Thanks again — really appreciate the help!

If this is a intra-regional network issue, probably not, and in fact as mentioned above, auto_start_machines will not work with .internal domains.

I’ll look into the latency issue.

Just to clarify: are you currently seeing 3 - 8s upstream header latency? I was able to make a request to your shopify-trend-api.fly.dev domain from the physical host running the gateway app, and got a response almost immediately. Of course I’m just sending a GET to the bare domain, so it probably isn’t hitting any real application logic here.

Thanks a lot, Peter!

Yes, that’s correct — the upstream header latency (3–8s) occurs on requests like
/shopify/ui_api/snapshots/list or /shopify/ui_api/snapshots/detail
when called through the gateway.

Direct requests to shopify-trend-api.fly.dev respond in a few milliseconds,
so the delay only happens between the gateway and API inside the same FRA region.
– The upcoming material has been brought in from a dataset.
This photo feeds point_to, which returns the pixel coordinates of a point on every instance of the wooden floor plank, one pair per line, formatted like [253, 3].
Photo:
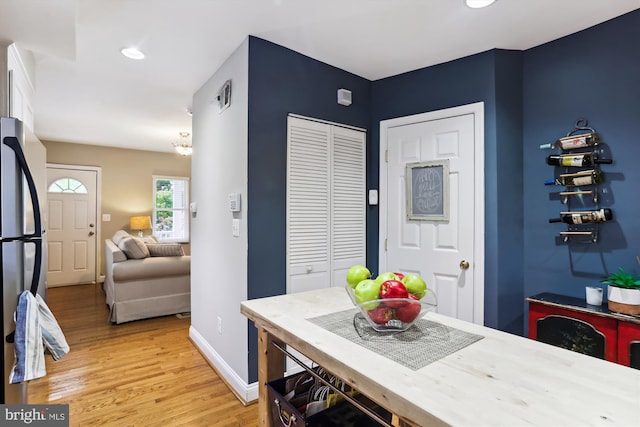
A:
[142, 373]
Good to know about .internal and auto_start_machines — that makes sense.
Appreciate you taking a deeper look into the latency path, let me know if I can
help by providing more headers or timings.

Thanks again!

Thanks, Peter!

Yes — the 3–8 s upstream header delay only appears on actual application routes (for example the snapshot endpoints), not on root or /health.

Here’s what we consistently observe:

• Request path (through gateway): /shopify/ui_api/snapshots/list
X-GW-Upstream-Header-Time: 3.4 – 5.1 s
X-GW-Request-Time: same range
Server-Timing (API): rows_load ≈ 2 ms, render ≈ 0.2 ms, dep ≈ 0 ms

• Request path (through gateway): /shopify/ui_api/snapshots/detail
X-GW-Upstream-Header-Time: 4.7 – 5.2 s
X-GW-Request-Time: same range
Server-Timing (API): rows_load ≈ 3 ms, render ≈ 0.1 ms, dep ≈ 0 ms

• Same requests sent directly to https://shopify-trend-api.fly.dev
→ total time < 10 ms

So the delay is only visible when the gateway forwards the request to the API within FRA.
Both apps are in the same region and warm (stop_delay = 1800, min_machines_running = 1).
It looks like the gateway spends several seconds waiting for the first byte from the upstream.
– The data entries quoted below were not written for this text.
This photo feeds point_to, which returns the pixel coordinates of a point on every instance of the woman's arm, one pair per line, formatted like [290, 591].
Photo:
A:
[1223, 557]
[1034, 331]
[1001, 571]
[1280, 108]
Happy to share the full response headers or run a controlled test if that helps.

Do you have a test request I could use against your endpoint that will actually hit application logic? Hitting those paths with a simple GET doesn’t yield significant latency either as it seems.
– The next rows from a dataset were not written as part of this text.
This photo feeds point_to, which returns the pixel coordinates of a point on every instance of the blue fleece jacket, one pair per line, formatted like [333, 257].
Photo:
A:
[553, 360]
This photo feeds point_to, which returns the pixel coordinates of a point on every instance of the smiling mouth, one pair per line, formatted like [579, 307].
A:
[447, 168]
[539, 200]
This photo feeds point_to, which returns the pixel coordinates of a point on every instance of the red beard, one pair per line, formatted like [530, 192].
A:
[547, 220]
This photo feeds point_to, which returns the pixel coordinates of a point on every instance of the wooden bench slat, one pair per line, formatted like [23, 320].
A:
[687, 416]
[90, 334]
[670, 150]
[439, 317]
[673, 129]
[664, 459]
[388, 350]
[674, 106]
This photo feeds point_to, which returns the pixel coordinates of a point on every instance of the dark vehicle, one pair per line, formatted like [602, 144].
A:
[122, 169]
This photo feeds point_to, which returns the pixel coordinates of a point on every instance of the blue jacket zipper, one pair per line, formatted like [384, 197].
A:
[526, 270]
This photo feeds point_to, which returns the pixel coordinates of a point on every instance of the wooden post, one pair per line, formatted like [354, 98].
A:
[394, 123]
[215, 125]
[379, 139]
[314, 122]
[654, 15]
(Also, if this contains information you can’t share on a public forum – feel free to share it over email at peter at fly dot io as well)

Thanks, Peter — I’ve just sent you the test details and endpoint URL via email.
Appreciate your help looking into this!

It seems like I’m only able to reproduce the latency very occasionally – is that the same case for you? Basically in the last 30 minutes or so I have only been able to observe high latency once or twice when accessing the test endpoint you sent but replacing the domain with the one for gateway.

This smells like some kind of DNS problem but since you also indicated that TCP connect doesn’t seem to be slow, I’m really not sure what’s going on here. Requesting the test endpoint directly from the physical host running the gateway machine is also fast, plus that accessing the root URL seems quick always, I don’t really think this is a networking issue.

Hi Peter,

thanks a lot for your quick and detailed investigation — that really helped us narrow things down.

After reviewing the data again, it seems you’re right: the latency doesn’t appear to be consistent, and under some conditions it disappears entirely. That makes us think we may need to take a closer look at our own application path — especially around database connection pooling or potential blocking I/O inside the FastAPI app.

Your observations (that the gateway-to-API path itself looks fine most of the time, and that direct host requests respond instantly) were extremely helpful in steering us in the right direction. We’ll continue testing on our side and circle back if we find something reproducible that still points to the Fly infrastructure layer.

Thanks again for the quick turnaround and the friendly, uncomplicated help — really appreciate it!

Best regards,
Lars

1 Like

This topic was automatically closed 7 days after the last reply. New replies are no longer allowed.